Said script was the result of an ad placed by the AV team to get some interesting strips from outside of their own circle. The main respondent was the late Alan W. Lear. If that name rings a bell it's because he was initially one of the AV old hands brought back for Big Finish, with his AV original Minuet in Hell being remade for the Eighth Doctor. I haven't been able to hear the original yet, but I have heard the much-derided remake and... well, that's another review altogether but suffice it to say that it's simultaneously fantastically original and painfully rubbish, and would have been 500 times better in its original setting of Lawrence Miles Land (ie late 18th Century Britain). Its "Americans" genuinely said things like "what in tarnation", for heaven's sake! Whether it was Gary Russell's idea to relocate it I don't know, but relations between the two of them eventually broke down to the extent that he never wrote for Doctor Who again. And that's a shame, because this (ie Cloud of Fear) is a genuinely great script.

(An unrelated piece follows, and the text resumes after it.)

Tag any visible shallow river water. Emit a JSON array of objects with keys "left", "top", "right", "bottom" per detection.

Just as the Doctor's character was being examined, undermined and questioned (sometimes deliberately, sometimes as an inadvertent result of bad writing) on the TV, this story practically psychoanalyses him. Lear was quite well known as a writer of horror novels, and this is absolutely a horror story, one which starts inside its characters. It's a classic setup: the Doctor and Greg land in these creepy catacombs o'fear (which incidentally was the original title of the play; the "cloud" actually plays relatively little part in the action and was only raised to titular status because "Catacombs of Fear" didn't fit on the tape box), and basically have to figure out where they are, what's happening, and how to get out before they die of fright. While Greg's fear is your usual fairly prosaic animal fear, what the Doctor is faced with is genuinely fascinating on a number of levels. It's not so astonishing on the face of it: it's his tomb. Yes, just like in Revelation of the Daleks at the same time, but there it was used as a bit of black slapstick. This takes it seriously, with the Doctor musing on mortality, travel and in one astonishing monologue even contemplating going home to become curator of his own museum. There's also a great depiction of what happens to a TARDIS once its owner is dead.

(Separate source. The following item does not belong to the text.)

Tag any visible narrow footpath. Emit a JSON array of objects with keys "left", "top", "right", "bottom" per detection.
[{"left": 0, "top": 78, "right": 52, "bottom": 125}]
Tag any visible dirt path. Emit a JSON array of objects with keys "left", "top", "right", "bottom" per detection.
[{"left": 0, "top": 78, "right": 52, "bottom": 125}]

Obviously, All Is Not As It Seems..., and all this morbid contemplation is woven into a coherent plot in which the catacombs themselves occasionally almost take on the role of antagonists. There's a genuinely claustrophobic feel to this play, courtesy of sound design by Jim Mortimore on a budget of about 15 pence (many of the sounds come from his bathroom, apparently, although precisely what this entailed was not an avenue I felt inclined to pursue). There's even a succession of plot twists, none of which should have come as any surprise in retrospect but did anyway (although that might just be my pathological credulity).

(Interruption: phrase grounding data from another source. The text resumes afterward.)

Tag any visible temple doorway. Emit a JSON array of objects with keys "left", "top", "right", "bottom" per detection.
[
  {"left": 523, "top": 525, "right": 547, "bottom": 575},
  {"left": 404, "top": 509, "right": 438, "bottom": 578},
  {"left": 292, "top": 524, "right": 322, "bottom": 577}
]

The acting is the strongest in an AV so far, with the weakest performance still being head and shoulders over your average town hall production. It helps that many of the lines they're given rule. Here's a selection:
Alan W. Lear died on Boxing Day of 2008 at just 55, having suffered from Chronic Fatigue Syndrome for several years. Listening to Cloud of Fear has convinced me that this was a greater tragedy for Doctor Who than we might have realised.